Afgelopen drie/ vier uur is de wind verder naar het Noorden gedraaid. Rond het middaguur gingen ze nog in een mooie rechte lijn naar de Fastnet rots; maar op dit moment zijn ze hoog aan de wind aan het varen in lichte wind om de laatste 45 mijl af te leggen. Misschien zelfs zo licht dat de code zero erbij staat ; als we naar de snelheid (5,5 knopen) kijken niet.
De eerste boten van de IRC 2 zijn al om de rots; en de Greyhound zit nu midden in het IRC 2 klassement op rating.
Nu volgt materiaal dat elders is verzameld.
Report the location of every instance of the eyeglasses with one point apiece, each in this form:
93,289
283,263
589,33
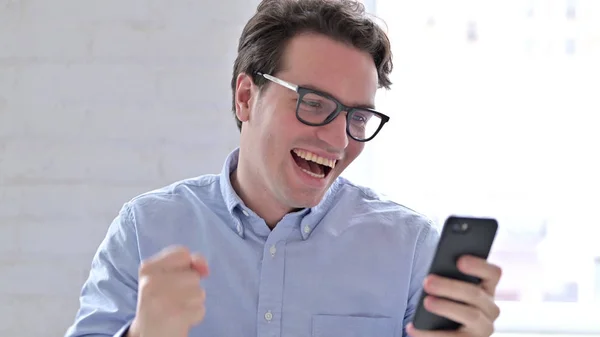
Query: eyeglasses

Hij vaart nu tussen de kopgroep van de IRC 3. Zo vaart hij al anderhalve dag naast de Panther van Edith en Yvonne; zouden ze het van elkaar weten?
Van het drama met de Rambler 100 zullen ze misschien ook geen weet hebben?
Wat is er gebeurd (copy from fastnet.rorc.org):
At midnight, Monday 15 August, Eddie Warden Owen, Chief Executive of the Royal Ocean Racing Club received a call from Mick Harvey, Project Manager of George David’s Rambler 100 (USA). Harvey spoke about the harrowing incident when the 100′ Maxi Rambler 100 capsized in the Celtic Sea during the Rolex Fastnet Race.
The incident happened just after Rambler 100 rounded the Fastnet Rock at 17:25 BST. At the time, Rambler 100 were leading the monohull fleet and vying for monohull line honours in the Rolex Fastnet Race which started on Sunday 14th.
Mick Harvey’s account of the incident was charged with emotion. The tough Australian, who now lives in Newport, Rhode Island (USA), is a seasoned veteran, but he was understandably shaken by the incident:
“Soon after rounding the Fastnet Rock, the wind went southwest, right on the nose. We were beating into big seas, launching Rambler off the top of full size waves. I was down below with navigator, Peter Isler when we heard the sickening sound of the keel breaking off. It was instantaneous; there was no time to react. The boat turned turtle, just like a dinghy capsizing. Peter Isler issued a Mayday and we got out of there as quickly as we could.”
The EPIRB had been activated and a number of crew climbed over the guardrails and onto the hull as the boat capsized and helped those swimming to safety. The Atlantic swell made it difficult for the crew to get out of the water however, working together, 16 of the crew managed to scale the upturned hull.
Five of the crew were swept away by the waves out of reach of the stricken Maxi and these included Skipper, George David and partner Wendy Touton who were in the water for two and a half hours. This group linked arms, forming a circle. Valencia Coastguard diverted a local fishing boat, Wave Chieftain to assist, which winched the crew on board. Earlier a helicopter had been scrambled from Shannon Airport helicopter, Wendy Touton was airlifted for medical attention due to the effects of hypothermia and the four remaining crew were taken to Baltimore Harbour where they were re-united with the 16 crew rescued by the Baltimore Lifeboat.
“It was a scary moment. One that I will never forget,” admitted Mick Harvey. “I can’t begin to tell you how relieved I am that all of the crew are safe. The town of Baltimore has given us a wonderful welcome. I can not thank our rescuers and the people of this lovely village enough. Wendy is in Kerry Hospital and doing fine, I am just so relieved that everybody is okay.”